Werbung, da Rezensionsexemplar

Meine Mama hätte ihre Tante sein können. Eine abenteuerlustige Tante, eine Frau ohne Kinder, verliebt in ihren Mann und zufrieden mit dem Leben, die ganz vernarrt in ihre Nichten war und ihnen Geschenke von ihren Reisen von der Welt mitbrachte. Die Art Frau, die diese Mädchen, die alle Mädchen als Erwachsene selbst einmal sein wollten.

Abgrund, Seite 166

Darum gehts in “Abgrund”

TW Suizid und suizidale Gedanken

Die achtjährige Claudia wohnt gemeinsam mit ihren Eltern in einer Wohnung in Calí. Überall in der Wohnung wachsen Grünpflanzen, die nicht nur an einen undurchdringlichen Dschungel erinnern, sondern auch die Gefühlswelt der Mutter widerspiegeln. Geht es ihr gut, ergrünen die Pflanzen, geht es ihr schlecht, gehen sie ein. Neben den Klatschzeitschriften, scheinen die Pflanzen die einzige Leidenschaft der Mutter zu sein. Enttäuscht vom Leben und ihrem Ehemann, stürzt sie sich in eine Affäre mit Gonzales, der neuen Eroberung ihrer Schwägerin Amelia.

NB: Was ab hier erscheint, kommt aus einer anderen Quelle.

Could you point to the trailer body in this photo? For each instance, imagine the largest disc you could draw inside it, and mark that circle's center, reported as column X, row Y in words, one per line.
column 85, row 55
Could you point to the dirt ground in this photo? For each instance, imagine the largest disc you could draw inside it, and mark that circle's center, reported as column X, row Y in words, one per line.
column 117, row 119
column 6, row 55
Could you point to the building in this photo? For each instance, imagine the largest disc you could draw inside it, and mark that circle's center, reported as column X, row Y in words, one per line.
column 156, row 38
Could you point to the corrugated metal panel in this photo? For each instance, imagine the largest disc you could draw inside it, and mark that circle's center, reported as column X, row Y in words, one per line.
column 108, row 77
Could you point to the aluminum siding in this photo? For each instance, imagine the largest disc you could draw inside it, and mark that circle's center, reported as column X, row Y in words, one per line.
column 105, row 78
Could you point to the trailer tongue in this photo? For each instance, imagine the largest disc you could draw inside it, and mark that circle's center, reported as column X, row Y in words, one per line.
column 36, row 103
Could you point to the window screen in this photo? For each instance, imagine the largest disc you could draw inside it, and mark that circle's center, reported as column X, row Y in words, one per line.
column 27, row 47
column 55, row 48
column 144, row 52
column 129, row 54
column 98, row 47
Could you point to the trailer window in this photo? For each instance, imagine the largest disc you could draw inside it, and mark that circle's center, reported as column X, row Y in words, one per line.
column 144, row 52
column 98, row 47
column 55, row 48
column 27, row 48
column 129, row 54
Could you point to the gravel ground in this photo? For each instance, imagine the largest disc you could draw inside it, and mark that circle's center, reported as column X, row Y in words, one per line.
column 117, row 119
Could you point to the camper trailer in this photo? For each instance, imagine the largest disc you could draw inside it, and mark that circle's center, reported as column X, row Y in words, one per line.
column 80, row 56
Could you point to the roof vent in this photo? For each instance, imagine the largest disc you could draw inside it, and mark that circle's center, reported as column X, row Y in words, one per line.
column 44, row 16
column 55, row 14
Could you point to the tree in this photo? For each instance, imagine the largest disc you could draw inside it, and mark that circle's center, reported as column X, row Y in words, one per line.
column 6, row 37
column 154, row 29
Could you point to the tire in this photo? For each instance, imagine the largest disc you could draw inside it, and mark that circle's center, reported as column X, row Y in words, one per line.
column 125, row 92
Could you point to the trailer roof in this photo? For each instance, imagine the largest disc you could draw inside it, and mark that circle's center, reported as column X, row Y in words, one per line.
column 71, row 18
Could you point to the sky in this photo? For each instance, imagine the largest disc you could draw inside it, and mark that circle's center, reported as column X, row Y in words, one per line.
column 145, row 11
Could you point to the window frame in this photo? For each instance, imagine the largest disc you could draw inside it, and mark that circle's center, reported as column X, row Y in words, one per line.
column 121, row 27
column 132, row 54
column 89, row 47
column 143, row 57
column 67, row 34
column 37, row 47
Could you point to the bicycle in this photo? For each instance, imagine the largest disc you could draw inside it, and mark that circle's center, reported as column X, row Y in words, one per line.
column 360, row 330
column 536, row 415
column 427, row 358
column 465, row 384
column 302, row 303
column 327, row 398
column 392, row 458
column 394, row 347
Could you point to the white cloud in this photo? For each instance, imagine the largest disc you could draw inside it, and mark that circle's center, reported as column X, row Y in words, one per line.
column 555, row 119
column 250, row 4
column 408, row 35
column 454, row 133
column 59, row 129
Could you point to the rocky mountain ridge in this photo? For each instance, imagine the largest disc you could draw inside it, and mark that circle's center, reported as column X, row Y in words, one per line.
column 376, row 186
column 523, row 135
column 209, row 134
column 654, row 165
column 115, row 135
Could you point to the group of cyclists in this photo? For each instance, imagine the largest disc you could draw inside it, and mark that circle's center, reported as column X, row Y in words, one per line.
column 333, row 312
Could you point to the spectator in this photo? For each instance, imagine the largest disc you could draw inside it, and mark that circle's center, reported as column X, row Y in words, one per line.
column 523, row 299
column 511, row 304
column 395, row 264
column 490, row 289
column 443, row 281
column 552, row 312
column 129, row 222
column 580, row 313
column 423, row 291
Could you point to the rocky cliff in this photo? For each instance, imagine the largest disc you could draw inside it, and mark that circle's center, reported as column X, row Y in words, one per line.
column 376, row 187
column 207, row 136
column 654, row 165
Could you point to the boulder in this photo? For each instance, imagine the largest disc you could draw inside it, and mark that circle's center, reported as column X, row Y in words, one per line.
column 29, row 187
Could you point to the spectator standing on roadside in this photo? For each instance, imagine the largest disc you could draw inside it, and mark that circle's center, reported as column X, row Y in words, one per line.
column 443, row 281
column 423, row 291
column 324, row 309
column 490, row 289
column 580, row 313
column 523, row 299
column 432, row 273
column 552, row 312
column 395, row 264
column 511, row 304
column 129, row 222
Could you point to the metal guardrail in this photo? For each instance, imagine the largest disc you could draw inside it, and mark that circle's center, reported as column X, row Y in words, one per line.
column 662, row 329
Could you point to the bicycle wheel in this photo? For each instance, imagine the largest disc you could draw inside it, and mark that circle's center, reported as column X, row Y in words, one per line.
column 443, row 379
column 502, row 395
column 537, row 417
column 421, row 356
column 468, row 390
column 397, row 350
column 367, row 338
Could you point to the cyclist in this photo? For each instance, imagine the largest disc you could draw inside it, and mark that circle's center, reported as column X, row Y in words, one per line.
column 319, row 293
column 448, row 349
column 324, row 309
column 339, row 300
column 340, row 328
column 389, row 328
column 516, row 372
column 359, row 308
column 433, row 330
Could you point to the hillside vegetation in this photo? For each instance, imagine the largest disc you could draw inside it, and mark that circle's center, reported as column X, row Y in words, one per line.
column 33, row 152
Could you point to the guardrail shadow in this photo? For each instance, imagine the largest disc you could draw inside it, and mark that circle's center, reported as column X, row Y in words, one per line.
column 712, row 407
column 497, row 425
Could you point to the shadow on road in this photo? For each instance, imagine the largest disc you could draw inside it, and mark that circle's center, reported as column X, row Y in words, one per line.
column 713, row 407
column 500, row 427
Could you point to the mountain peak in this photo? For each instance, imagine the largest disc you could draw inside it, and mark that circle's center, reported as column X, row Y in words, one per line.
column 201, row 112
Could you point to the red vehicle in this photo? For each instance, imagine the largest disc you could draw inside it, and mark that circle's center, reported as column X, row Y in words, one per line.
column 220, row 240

Es dauert nicht lange, bis dieses Geheimnis an die Luft kommt. In Claudia wächst die Angst, dass ihre Eltern sich trennen könnten. Doch die beiden bleiben zusammen und der resignierte Vater verfällt nicht nur in ein Schweigen, sondern arbeitet noch mehr in dem kleinen Supermarkt, als sonst schon. Als die depressiven Phasen der Mutter zunehmen, findet Claudia zunehmend Halt in ihrer Lieblingspuppe Paulina und den seltenen Besuchen bei der Tante Amelia.

Ein gemeinsamer Aufenthalt in der traumhaften Kulisse der Berge rund um Calí soll die kleine Familie wieder näher bringen. Erst scheint sogar alles besser zu werden, aber dann geht es der Mutter immer schlechter und Claudia beginnt sich zunehmend für die Abgründe rund um das Haus und ungeklärte Todesfälle zu interessieren. Wer achtet auf das kleine Mädchen in einer Welt, wo die Erwachsenen mit sich beschäftigt sind?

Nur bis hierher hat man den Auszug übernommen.